For part two of the sheaf definition we again just check a single example, but all other cases are similar. If we consider our open cover $\{\{a\}, \{b\}\}$ of $X$, then for any $(z_1,0)\in \mathcal{F_1}(\{a\})\cong\mathbb{Z}$ and any $(0,z_2)\in \mathcal{F_1}(\{b\})\cong\mathbb{Z}$ we have $$ (z_1,0)|_{\{a\}\cap\{b\}}=(z_1,0)|_{\emptyset}=0=(0,z_2)|_{\emptyset}=(z_1,0)|_{\{a\}\cap\{b\}},$$ and we see that there is an element $(z_1,z_2)\in\mathcal{F_1}(X)$ such that $$(z_1,z_2)|_{\{a\}}=(z_1,0)\ \text{ and }\ (z_1,z_2)|_{\{b\}}=(0,z_2),$$ as desired.

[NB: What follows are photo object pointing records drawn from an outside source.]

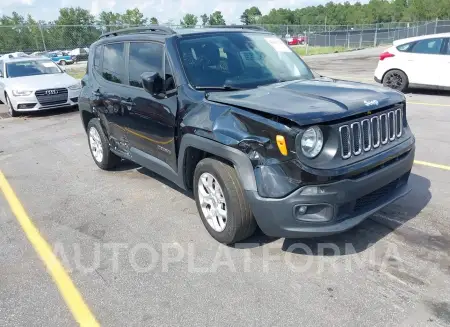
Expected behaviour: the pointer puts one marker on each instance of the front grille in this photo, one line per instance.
(51, 97)
(367, 134)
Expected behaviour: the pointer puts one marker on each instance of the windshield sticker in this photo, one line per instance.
(277, 44)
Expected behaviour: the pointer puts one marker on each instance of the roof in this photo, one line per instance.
(423, 37)
(164, 31)
(19, 59)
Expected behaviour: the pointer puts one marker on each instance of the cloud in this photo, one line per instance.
(164, 10)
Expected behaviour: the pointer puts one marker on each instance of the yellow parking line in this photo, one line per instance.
(66, 287)
(429, 104)
(430, 164)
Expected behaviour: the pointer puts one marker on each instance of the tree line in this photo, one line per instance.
(77, 27)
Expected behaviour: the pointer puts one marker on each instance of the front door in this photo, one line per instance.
(110, 91)
(152, 125)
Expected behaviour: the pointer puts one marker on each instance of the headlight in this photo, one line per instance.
(312, 142)
(21, 93)
(75, 86)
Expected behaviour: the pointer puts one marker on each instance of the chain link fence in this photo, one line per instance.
(35, 38)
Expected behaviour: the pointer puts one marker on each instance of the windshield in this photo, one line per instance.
(31, 68)
(241, 60)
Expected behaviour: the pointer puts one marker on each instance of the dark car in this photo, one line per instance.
(235, 116)
(79, 54)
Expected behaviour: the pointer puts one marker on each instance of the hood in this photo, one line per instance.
(38, 82)
(311, 101)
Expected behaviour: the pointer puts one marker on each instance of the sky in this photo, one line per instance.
(164, 10)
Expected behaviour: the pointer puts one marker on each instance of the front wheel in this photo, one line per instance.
(396, 79)
(99, 146)
(11, 111)
(221, 202)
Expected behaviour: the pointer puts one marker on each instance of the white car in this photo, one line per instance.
(418, 62)
(31, 84)
(13, 55)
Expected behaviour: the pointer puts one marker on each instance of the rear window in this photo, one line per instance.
(113, 66)
(429, 46)
(98, 58)
(405, 47)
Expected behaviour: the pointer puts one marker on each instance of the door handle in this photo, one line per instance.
(128, 102)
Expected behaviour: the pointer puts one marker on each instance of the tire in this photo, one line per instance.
(396, 79)
(103, 156)
(240, 223)
(11, 111)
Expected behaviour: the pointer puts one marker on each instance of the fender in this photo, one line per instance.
(240, 161)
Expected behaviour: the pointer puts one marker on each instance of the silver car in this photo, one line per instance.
(31, 84)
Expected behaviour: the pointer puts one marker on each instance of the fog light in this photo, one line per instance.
(302, 210)
(312, 190)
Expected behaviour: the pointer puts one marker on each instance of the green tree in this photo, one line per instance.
(134, 17)
(189, 20)
(109, 20)
(205, 19)
(251, 16)
(73, 28)
(216, 18)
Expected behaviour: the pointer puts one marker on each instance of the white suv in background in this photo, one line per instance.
(418, 62)
(31, 84)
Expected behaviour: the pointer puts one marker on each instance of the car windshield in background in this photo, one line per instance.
(31, 68)
(239, 60)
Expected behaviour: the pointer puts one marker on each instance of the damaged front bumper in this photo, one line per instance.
(334, 207)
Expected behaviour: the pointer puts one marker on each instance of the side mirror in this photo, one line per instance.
(153, 83)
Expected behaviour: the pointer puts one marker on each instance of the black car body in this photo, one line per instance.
(167, 123)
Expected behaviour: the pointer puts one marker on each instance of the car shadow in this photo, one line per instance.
(47, 113)
(370, 231)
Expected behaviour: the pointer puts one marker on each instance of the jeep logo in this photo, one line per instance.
(371, 103)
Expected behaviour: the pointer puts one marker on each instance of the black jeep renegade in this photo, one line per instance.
(238, 118)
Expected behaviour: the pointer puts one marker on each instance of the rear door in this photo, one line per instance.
(151, 120)
(424, 62)
(110, 93)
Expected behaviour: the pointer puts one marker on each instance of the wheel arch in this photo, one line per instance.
(194, 148)
(391, 69)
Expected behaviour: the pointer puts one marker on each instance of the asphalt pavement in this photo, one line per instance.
(136, 250)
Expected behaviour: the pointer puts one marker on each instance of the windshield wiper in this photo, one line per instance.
(223, 88)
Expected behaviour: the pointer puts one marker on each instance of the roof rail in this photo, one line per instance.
(248, 27)
(157, 29)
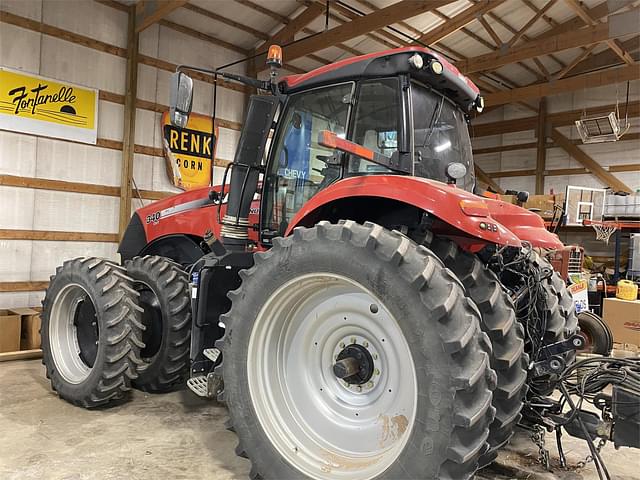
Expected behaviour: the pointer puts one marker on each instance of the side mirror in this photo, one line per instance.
(180, 99)
(455, 171)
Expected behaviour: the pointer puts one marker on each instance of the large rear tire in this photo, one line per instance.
(332, 292)
(91, 332)
(498, 321)
(164, 296)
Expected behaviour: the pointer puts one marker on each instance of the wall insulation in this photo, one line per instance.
(45, 158)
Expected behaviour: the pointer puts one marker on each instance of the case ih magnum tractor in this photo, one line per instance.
(360, 310)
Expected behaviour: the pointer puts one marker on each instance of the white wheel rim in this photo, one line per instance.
(63, 338)
(323, 427)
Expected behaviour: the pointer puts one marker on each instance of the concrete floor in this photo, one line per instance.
(177, 436)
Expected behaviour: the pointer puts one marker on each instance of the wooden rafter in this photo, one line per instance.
(607, 58)
(529, 24)
(594, 167)
(579, 82)
(226, 21)
(571, 65)
(613, 44)
(459, 21)
(149, 12)
(378, 19)
(619, 25)
(489, 29)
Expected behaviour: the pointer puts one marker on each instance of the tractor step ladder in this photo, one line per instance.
(205, 386)
(212, 354)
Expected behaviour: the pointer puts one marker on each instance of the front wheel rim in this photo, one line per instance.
(324, 426)
(65, 340)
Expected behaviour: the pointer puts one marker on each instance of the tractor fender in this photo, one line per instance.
(436, 198)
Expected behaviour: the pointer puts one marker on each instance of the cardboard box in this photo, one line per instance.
(30, 328)
(9, 331)
(623, 318)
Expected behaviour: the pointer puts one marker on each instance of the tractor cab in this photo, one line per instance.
(398, 112)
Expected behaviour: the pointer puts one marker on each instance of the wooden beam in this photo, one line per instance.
(492, 33)
(541, 151)
(581, 82)
(55, 32)
(35, 26)
(594, 167)
(484, 178)
(286, 34)
(226, 21)
(149, 12)
(203, 36)
(23, 286)
(361, 25)
(557, 119)
(529, 24)
(459, 21)
(55, 236)
(633, 167)
(619, 25)
(531, 145)
(129, 133)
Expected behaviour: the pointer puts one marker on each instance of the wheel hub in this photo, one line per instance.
(332, 378)
(354, 365)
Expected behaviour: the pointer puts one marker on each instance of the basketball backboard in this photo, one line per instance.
(583, 203)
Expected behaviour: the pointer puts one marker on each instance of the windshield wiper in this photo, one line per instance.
(434, 118)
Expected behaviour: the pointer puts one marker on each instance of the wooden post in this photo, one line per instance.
(541, 157)
(129, 133)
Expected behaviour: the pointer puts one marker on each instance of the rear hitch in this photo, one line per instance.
(553, 362)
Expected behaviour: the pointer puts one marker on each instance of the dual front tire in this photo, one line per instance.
(107, 328)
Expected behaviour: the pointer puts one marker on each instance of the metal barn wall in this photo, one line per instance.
(31, 157)
(617, 153)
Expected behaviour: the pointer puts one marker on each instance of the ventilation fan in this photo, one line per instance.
(603, 128)
(600, 128)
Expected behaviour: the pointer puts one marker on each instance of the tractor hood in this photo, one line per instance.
(492, 221)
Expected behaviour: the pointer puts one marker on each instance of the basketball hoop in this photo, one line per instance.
(603, 230)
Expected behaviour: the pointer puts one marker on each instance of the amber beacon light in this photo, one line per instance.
(274, 56)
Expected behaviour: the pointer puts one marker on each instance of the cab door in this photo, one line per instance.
(298, 166)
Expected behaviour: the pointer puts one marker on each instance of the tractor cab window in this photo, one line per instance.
(376, 123)
(299, 166)
(440, 135)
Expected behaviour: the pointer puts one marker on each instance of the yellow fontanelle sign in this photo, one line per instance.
(42, 106)
(188, 151)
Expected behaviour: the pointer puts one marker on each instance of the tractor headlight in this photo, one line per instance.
(416, 61)
(436, 67)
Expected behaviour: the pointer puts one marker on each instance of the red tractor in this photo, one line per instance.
(360, 309)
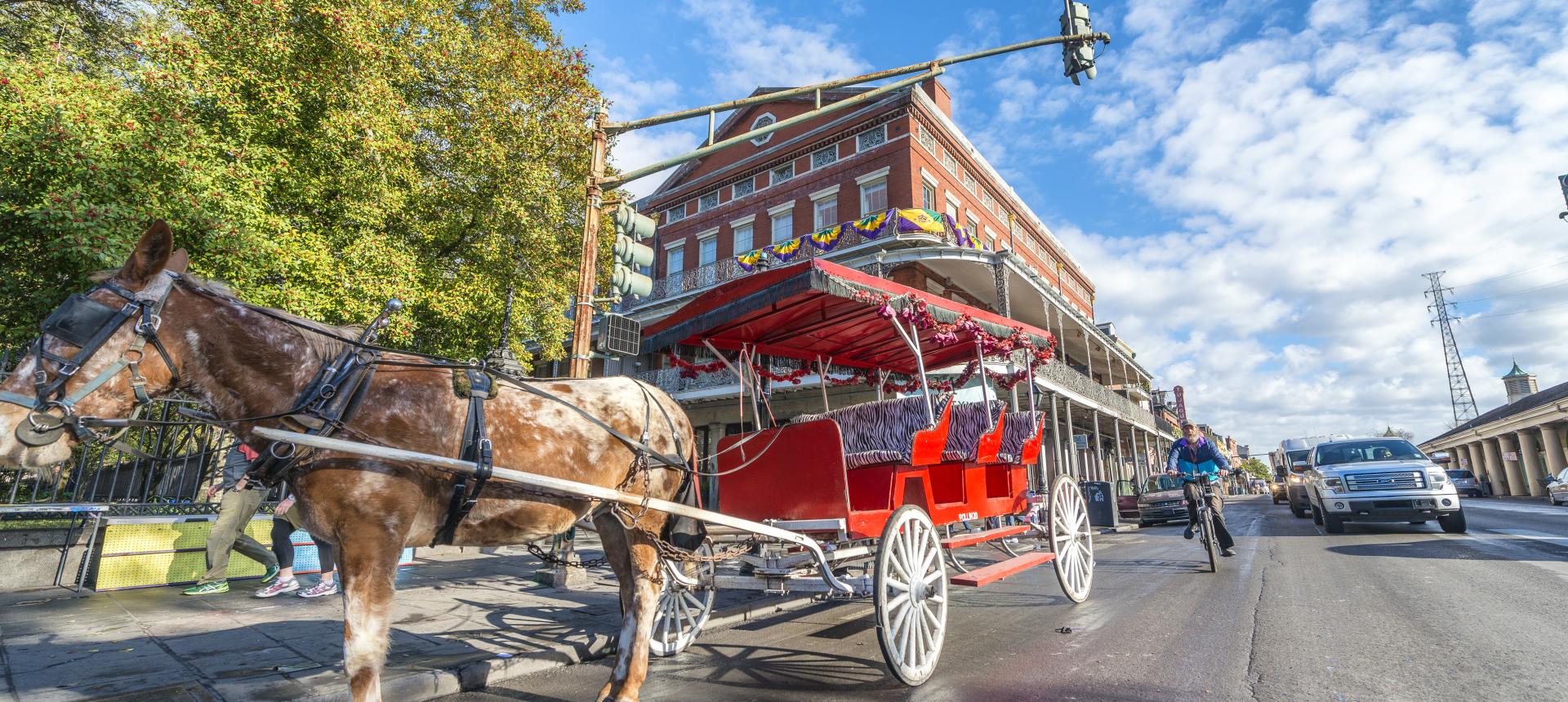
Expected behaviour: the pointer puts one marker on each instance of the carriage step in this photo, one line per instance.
(1000, 569)
(982, 536)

We now give an example of a presheaf of groups on $X$ which is NOT a sheaf. This time we define a presheaf on $X$ as follows: $$\mathcal{F_2}(\emptyset)=0,\ \mathcal{F_2}(\{a\})=\mathbb{Z},\ \mathcal{F_2}(\{b\})=\mathbb{Z},\ \text{and } \mathcal{F_2}(\{a,b\})=\mathbb{Z}\times\mathbb{Z}\times \mathbb{Z}, $$ with the following restriction maps \begin{align*} \begin{array}{l l} &\rho_{_{X,X}}:\mathcal{F_2}(\{a,b\})\to\mathcal{F_2}(X)\ &\text{ by }\ (z_1,z_2,z_3)\to (z_1,z_2,z_3)\\ &\rho_{_{X,\{a\}}}:\mathcal{F_2}(\{a,b\})\to\mathcal{F_2}(\{a\})\ &\text{ by }\ (z_1,z_2,z_3)\to (z_1,0,0)\\ &\rho_{_{X,\{b\}}}:\mathcal{F_2}(\{a,b\})\to\mathcal{F_2}(\{b\})\ &\text{ by }\ (z_1,z_2,z_3)\to (0,z_2,0)\\ &\rho_{_{X,\emptyset}}:\mathcal{F_2}(\{a,b\})\to\mathcal{F_2}(\emptyset)\ &\text{ by }\ (z_1,z_2,z_3)\to (0,0,0)\\ & \rho_{_{\{a\},\{a\}}}:\mathcal{F_2}(\{a\})\to\mathcal{F_2}(\{a\})\ & \text{ by }\ (z_1,0,0)\to (z_1,0,0)\\ &\rho_{_{\{a\},\emptyset}}:\mathcal{F_2}(\{a\})\to\mathcal{F_2}(\emptyset)\ & \text{ by }\ (z_1,0,0)\to (0,0,0)\\ &\rho_{_{\{b\},\{b\}}}:\mathcal{F_2}(\{b\})\to\mathcal{F_2}(\{b\})\ & \text{ by }\ (0,z_2,0)\to (0,z_2,0)\\ &\rho_{_{\{b\},\emptyset}}:\mathcal{F_2}(\{b\})\to\mathcal{F_2}(\emptyset)\ & \text{ by }\ (0,z_2,0)\to (0,0,0)\\ &\rho_{_{\emptyset,\emptyset}}:\mathcal{F_2}(\emptyset)\to\mathcal{F_2}(\emptyset)\ & \text{ by }\ (0,0,0)\to (0,0,0). \end{array} \end{align*} Again one can check that this is a presheaf (just use the definition). However, if we try to show that this is a sheaf, then we run into trouble with part (1.) of the sheaf definition (even tho part (2.) actually ends up holding).
To see that part (1.) of the sheaf definition is not true for this presheaf, consider the open cover $\{\{a\}, \{b\}\}$ of $X$. We have that $(0,0,1)\in \mathcal{F_2}(X)$, and that $$(0,0,1)|_{\{a\}}=(0,0,0)=(0,0,1)|_{\{b\}}, $$ however $(0,0,1)\neq (0,0,0)$, which contradicts part (1.) of the sheaf definition.
Finally I should note that a similar example of a presheaf that is not a sheaf is given on the Sheaf Wikipedia page, and I also mention that these same ideas should carry over to when $X$ is a three-point topological space with the discrete topology.